Bref, la crise même qui a rendu la prise de décisions publiques aussi lourde de conséquences a en même temps rendu la vie législative pratiquement impossible.
Comment les institutions canadiennes ont-elles réagi? En mai 2020, la Revue parlementaire canadienne a interrogé des greffiers dans l’ensemble des législatures canadiennes, avec l’aide du Centre Samara pour la démocratie. Leurs réponses permettent de brosser un portrait détaillé de l’état de la démocratie parlementaire au Canada au début de la pandémie. Ces réponses ont été mises à jour pour tenir compte des changements survenus à la fin du printemps et au début de l’été. Ce qui en ressort : une adaptation rapide dans certains cas, l’immobilisme dans d’autres cas, et le fait que le personnel législatif a travaillé d’arrache-pied dans toutes les assemblées législatives pour s’adapter à la nouvelle réalité logistique et politique.

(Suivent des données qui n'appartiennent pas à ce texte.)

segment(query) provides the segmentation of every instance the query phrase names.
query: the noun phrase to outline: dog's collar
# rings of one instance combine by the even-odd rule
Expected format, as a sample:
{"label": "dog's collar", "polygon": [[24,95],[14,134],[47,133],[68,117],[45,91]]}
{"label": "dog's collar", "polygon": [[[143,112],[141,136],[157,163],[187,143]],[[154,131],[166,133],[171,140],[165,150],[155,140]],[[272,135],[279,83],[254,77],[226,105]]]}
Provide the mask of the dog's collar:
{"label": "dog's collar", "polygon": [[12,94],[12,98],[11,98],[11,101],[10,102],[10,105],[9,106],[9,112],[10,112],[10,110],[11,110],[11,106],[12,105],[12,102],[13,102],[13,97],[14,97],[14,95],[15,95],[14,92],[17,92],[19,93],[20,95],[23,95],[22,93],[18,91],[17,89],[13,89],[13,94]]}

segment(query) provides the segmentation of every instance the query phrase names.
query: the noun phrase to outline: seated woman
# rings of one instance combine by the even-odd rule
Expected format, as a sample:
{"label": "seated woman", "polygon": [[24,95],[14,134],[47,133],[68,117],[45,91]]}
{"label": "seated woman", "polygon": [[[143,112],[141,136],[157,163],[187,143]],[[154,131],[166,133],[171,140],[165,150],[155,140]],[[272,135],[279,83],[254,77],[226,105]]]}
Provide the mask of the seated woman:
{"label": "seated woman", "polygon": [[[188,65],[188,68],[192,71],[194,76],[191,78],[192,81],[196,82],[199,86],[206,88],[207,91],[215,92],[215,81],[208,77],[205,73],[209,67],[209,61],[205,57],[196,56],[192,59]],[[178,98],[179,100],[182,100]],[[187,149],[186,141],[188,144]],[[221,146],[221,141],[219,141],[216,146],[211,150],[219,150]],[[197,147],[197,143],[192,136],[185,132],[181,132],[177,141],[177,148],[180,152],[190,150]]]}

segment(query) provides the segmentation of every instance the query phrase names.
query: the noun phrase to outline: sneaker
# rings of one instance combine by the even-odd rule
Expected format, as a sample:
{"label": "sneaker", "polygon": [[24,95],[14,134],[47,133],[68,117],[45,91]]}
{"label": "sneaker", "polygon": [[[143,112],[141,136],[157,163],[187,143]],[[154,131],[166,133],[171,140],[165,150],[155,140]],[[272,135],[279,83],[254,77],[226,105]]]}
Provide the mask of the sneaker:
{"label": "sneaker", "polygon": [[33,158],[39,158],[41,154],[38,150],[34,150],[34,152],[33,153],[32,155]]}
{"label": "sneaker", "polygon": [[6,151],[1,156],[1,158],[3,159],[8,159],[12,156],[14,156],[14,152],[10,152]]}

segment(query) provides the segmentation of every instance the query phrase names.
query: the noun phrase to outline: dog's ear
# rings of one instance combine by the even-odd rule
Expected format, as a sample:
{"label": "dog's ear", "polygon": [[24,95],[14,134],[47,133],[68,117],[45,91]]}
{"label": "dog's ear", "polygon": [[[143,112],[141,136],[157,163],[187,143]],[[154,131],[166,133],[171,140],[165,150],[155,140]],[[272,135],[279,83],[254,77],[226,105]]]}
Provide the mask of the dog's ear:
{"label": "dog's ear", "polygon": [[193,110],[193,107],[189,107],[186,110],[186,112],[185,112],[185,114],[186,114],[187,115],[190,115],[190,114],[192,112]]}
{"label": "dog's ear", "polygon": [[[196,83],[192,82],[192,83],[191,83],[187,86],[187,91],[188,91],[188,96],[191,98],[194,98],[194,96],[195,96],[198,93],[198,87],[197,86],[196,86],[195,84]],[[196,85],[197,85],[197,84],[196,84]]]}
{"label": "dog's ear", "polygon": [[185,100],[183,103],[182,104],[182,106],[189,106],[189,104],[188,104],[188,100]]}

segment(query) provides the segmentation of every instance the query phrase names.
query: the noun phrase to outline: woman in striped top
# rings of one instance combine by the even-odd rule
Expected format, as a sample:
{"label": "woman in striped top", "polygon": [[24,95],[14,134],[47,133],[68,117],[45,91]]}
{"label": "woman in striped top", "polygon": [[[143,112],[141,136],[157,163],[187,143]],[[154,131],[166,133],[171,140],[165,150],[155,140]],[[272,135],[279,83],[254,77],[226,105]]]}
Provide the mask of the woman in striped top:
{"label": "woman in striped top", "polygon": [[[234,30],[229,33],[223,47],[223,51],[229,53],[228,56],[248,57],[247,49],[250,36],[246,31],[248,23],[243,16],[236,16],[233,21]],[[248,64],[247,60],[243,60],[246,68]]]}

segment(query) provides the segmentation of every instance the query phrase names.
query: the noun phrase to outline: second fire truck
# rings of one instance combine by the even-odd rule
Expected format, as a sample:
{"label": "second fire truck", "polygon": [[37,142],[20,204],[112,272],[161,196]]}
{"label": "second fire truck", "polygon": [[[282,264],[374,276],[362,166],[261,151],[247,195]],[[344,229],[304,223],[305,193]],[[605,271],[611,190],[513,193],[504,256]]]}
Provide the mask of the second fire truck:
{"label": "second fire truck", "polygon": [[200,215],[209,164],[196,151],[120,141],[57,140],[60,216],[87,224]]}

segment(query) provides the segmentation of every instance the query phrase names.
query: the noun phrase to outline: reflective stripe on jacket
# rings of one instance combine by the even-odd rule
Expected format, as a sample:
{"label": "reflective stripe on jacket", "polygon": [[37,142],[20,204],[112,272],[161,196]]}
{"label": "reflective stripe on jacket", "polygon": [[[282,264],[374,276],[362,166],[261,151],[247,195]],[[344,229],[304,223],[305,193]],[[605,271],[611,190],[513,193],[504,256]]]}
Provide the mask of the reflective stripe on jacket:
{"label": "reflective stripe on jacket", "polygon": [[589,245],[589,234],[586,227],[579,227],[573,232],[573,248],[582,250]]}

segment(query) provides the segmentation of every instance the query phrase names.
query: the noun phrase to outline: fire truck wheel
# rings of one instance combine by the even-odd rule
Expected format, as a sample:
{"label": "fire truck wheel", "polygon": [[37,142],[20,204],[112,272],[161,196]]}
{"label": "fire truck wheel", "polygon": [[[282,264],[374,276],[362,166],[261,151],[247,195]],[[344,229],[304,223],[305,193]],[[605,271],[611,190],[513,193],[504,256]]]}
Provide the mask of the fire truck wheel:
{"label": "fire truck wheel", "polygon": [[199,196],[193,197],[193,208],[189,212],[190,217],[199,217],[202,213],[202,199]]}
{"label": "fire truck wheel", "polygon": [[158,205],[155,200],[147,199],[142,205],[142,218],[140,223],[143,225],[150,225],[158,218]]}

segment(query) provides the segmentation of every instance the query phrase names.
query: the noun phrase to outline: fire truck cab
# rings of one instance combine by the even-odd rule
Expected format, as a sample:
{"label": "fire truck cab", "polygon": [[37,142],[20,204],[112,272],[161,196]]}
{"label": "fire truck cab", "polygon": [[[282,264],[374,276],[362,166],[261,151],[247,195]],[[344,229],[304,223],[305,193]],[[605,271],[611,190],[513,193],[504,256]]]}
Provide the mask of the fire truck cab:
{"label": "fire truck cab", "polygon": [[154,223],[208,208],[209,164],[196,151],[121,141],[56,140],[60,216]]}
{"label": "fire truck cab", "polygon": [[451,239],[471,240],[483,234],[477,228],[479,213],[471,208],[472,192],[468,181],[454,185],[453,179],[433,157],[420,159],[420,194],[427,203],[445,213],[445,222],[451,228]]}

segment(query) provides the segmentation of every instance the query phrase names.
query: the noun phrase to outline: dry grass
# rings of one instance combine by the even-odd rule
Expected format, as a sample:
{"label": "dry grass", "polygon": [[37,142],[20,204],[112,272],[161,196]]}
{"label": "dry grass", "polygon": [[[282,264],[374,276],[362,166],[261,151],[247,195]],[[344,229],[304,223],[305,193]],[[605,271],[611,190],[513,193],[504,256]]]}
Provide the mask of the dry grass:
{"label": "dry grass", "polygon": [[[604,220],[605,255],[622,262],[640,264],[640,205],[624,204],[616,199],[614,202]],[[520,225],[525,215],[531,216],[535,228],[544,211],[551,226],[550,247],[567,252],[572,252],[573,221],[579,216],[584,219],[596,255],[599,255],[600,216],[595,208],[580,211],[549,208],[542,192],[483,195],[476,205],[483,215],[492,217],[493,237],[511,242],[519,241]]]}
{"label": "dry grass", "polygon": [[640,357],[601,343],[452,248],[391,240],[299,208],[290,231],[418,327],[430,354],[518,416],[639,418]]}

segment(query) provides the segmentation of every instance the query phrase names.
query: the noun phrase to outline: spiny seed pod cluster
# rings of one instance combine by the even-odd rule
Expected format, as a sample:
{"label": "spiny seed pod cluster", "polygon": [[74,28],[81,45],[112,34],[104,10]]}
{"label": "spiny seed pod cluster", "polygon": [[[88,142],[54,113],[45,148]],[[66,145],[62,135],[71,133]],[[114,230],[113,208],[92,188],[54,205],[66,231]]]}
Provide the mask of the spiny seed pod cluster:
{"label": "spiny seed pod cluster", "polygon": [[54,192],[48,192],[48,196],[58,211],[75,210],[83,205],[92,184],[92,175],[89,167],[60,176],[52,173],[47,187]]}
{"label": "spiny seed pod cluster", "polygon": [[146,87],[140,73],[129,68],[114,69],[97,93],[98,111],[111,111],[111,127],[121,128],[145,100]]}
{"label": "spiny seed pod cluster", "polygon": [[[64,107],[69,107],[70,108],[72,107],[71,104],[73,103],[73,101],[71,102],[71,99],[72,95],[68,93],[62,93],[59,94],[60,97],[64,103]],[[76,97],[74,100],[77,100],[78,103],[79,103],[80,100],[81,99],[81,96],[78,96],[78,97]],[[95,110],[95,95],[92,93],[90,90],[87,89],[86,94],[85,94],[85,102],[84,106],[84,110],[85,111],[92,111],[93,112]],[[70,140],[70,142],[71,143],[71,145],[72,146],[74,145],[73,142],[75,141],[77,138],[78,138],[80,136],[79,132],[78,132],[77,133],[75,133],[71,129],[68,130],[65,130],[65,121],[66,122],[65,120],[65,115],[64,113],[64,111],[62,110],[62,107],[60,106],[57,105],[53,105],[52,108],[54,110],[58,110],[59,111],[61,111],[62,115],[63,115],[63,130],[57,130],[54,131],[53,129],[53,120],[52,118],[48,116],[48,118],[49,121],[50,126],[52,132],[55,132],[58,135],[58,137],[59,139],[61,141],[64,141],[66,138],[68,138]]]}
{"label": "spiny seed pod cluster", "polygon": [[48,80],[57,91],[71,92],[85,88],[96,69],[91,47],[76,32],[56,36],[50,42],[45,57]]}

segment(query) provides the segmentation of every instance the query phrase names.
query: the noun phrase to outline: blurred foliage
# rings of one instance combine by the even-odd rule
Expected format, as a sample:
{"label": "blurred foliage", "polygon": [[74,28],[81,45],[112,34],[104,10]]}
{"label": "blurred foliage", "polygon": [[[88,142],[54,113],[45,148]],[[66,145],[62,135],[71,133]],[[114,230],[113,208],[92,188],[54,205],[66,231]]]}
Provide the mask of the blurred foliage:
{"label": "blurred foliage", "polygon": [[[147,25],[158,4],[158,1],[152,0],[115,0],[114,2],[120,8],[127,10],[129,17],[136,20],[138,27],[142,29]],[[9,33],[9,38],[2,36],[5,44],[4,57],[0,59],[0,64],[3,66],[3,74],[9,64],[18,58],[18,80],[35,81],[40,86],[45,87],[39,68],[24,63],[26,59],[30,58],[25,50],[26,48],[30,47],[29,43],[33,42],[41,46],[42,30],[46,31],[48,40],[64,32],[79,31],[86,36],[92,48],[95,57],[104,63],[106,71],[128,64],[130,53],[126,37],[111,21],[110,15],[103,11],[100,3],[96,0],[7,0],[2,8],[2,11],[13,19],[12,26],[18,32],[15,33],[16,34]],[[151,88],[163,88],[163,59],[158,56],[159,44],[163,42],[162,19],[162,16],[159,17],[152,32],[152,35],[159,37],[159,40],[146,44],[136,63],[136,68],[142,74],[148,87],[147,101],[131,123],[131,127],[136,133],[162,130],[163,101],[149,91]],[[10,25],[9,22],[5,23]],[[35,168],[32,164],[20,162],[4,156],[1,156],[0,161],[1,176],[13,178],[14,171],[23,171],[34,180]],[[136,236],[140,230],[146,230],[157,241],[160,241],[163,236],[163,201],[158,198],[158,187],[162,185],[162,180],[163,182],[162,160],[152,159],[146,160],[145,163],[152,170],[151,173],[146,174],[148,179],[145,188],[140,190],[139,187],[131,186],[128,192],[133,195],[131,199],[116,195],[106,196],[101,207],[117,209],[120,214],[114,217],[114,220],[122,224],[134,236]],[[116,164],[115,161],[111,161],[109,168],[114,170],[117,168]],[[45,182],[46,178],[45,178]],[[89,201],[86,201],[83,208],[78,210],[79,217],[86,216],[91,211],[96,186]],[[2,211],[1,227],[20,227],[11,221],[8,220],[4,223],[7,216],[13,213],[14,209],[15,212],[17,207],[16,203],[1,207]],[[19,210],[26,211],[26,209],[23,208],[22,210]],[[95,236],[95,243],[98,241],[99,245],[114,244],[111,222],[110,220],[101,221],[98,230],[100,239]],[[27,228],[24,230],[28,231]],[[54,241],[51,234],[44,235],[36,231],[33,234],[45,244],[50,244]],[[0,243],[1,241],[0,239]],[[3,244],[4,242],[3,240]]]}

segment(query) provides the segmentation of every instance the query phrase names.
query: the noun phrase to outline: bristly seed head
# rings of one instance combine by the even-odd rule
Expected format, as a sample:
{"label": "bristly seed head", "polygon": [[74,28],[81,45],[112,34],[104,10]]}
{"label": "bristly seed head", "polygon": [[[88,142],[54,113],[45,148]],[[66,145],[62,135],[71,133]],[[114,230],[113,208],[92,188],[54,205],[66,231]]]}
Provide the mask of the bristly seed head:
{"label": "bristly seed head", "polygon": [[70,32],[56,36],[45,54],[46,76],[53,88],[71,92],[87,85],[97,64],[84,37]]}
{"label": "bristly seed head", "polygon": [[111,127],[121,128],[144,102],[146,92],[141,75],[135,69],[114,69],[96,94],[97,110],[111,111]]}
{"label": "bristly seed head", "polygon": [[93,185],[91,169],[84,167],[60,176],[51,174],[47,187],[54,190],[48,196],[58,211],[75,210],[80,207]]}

Le plus frappant : les écarts considérables entre les différentes législatures canadiennes. Il y a celles dont les membres n’ont pas siégé du tout depuis que la pandémie nous a frappés, celles qui ont apporté des changements minimes, et celles qui se sont adaptées de façon radicale pour permettre les délibérations à distance et les délibérations virtuelles.
Confinement : réagir à l’arrivée de la pandémie
Le 11 mars, l’Organisation mondiale de la santé a qualifié l’épidémie de pandémie mondiale. Au cours de la même semaine, les infections à la COVID-19 ont commencé à se multiplier en Amérique du Nord et les écoles et les entreprises ont commencé à fermer leurs portes. Dès la semaine du 16 mars, de nombreuses régions du pays avaient mis en place des ordonnances de santé publique ou étaient sur le point de le faire, ce qui a considérablement freiné les déplacements des Canadiens et les interactions entre ces derniers. Les législatures se trouvaient dans différentes situations au moment du confinement, ce qui s’est transposé dans les décisions qu’elles ont prises concernant la suite des choses.
La Nouvelle-Écosse, l’Île-du-Prince-Édouard et le Nunavut ne siégeaient pas à la mi-mars. La Nouvelle-Écosse et le Nunavut venaient de terminer leurs séances et avaient adopté leurs budgets, tandis que les députés de l’Île-du-Prince-Édouard n’avaient pas encore siégé en 2020. Ces trois administrations ont prolongé l’interruption en cours pour une période indéterminée.
La plupart des autres législatures ont suspendu ou rapidement mis fin à leur séance du printemps. La plupart (l’Ontario, la Colombie-Britannique, le Manitoba, le Nouveau-Brunswick, Terre-Neuve-et-Labrador, la Chambre des communes et le Sénat) ont repris leurs travaux pour tenir des séances d’urgence d’une journée plus tard au mois de mars, puis en avril. C’est l’Assemblée législative de l’Alberta qui a maintenu les délibérations les plus typiques. De fait, ses députés ont continué de se réunir, mais il y avait des limites quant au nombre de députés pouvant être présents et l’horaire des séances a été modifié.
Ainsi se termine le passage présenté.